Physics Central, which links to American Physical Society Sites, yesterday posted “Physics in Verse: A John Updike Poem about Neutrinos.”
“There is a long history of poets taking Nature as their muse, from the call of the sea to the draw of the wild. But poems about physics phenomena are harder to find,” Tamela Maciel writes. “Updike was not a physicist, but he did a remarkable job describing the current view of the physics community, as this article from Symmetry magazine unravels.”
by John Updike
Neutrinos, they are very small.
They have no charge and have no mass
And do not interact at all.
The earth is just a silly ball
To them, through which they simply pass,
Like dustmaids down a drafty hall
Or photons through a sheet of glass.
They snub the most exquisite gas,
Ignore the most substantial wall,
Cold-shoulder steel and sounding brass,
Insult the stallion in his stall,
And, scorning barriers of class,
Infiltrate you and me!

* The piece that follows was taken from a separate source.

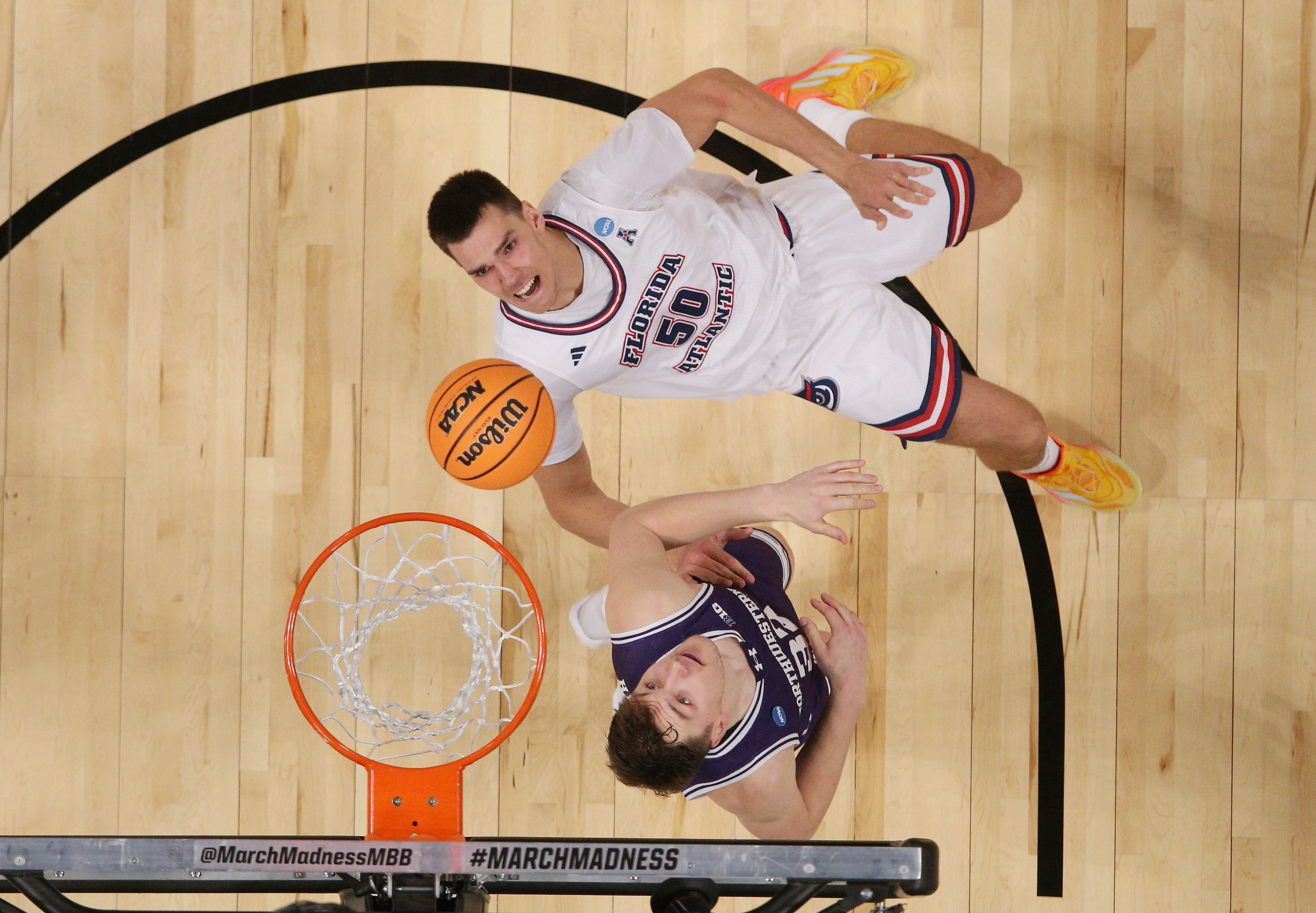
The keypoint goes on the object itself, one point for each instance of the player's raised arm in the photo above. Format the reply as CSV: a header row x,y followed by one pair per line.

Like tall
And painless guillotines, they fall
Down through our heads into the grass.
At night, they enter at Nepal
And pierce the lover and his lass
From underneath the bed—you call
It wonderful; I call it crass.
Pictured is “The first observation of a neutrino-induced reaction in a hydrogen bubble chamber. An invisible neutrino arrives from the right and strikes a proton where the three tracks join. The proton, a muon, and a pion then fly off in different directions.”